Although we adjusted for base-line variables such as age, WBC at diagnosis and cytogenetics, this survival difference remained clearly significant. Age at primary diagnosis might influence outcome after relapse.
This study was approved by the Ethical Review Board in Stockholm and was conducted in accordance with the Declaration of Helsinski. B Event-free survival after relapse.
We analyzed separately the standard-risk group and adjusted for sex, age, Down syndrome and cytogenetics data not shown. A variety of other extramedullary sites may be involved in ALL relapse.
The study reached its predefined early stopping rule for efficacy when 14 complete responses were observed among the first 22 patients enrolled. Bortezomib with chemotherapy is highly active in advanced B-precursor acute lymphoblastic leukemia: Risk allocation is based on immunophenotype, time and site of relapse see Table 5. T-cell immunophenotype was not an independent prognostic factor unless in combination with hyperleukocytosis at diagnosis.
High white blood cell count at diagnosis of childhood acute lymphoblastic leukaemia: Given the rarity of the disease, prospective clinical trials need to be coordinated within international cooperative groups.
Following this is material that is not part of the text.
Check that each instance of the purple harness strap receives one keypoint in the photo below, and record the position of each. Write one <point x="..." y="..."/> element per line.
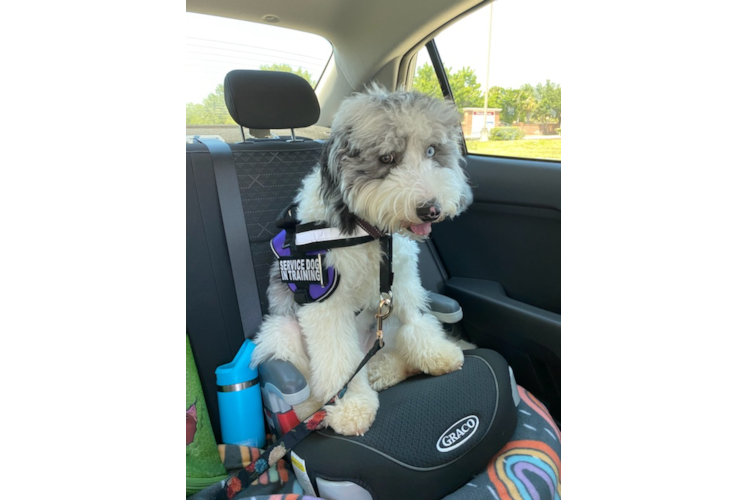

Since patients that relapse after HSCT in CR1 differ substantially from patients treated with chemotherapy only, in baseline characteristics, treatment and outcome, they were excluded from all outcome analysis. Very often, reported trials assigned HR with matched family donors to allogeneic transplantation and those without donors to chemotherapy or autologous transplantation[ 47 ]. Clofarabine was safe and effective when used in combination with cyclophosphamide and etoposide although a high risk of severe infection was noted, including fungal and viral infection.
Though slightly different variables were measured, results from different study groups showed similar poor outcomes for patients in second complete remission CR2 [ 1620 – 22242532 – 34 ]. There was no difference in the median time-to-death post-relapse according to initial regimen, Late recurrence of childhood T-cell acute lymphoblastic leukemia frequently represents a second leukemia rather than a relapse: Furthermore, the overall outcome of the SCT-group improved in the second time-period, when MRD was presumably available speaking against this type of negative selection data not shown.
For patients with late isolated CNS relapse not allocated to SCTcranio-spinal irradiation is generally postponed until the end of intensive chemotherapy or even after the end of maintenance treatment, in order to avoid intolerability for chemotherapy[ 38 ].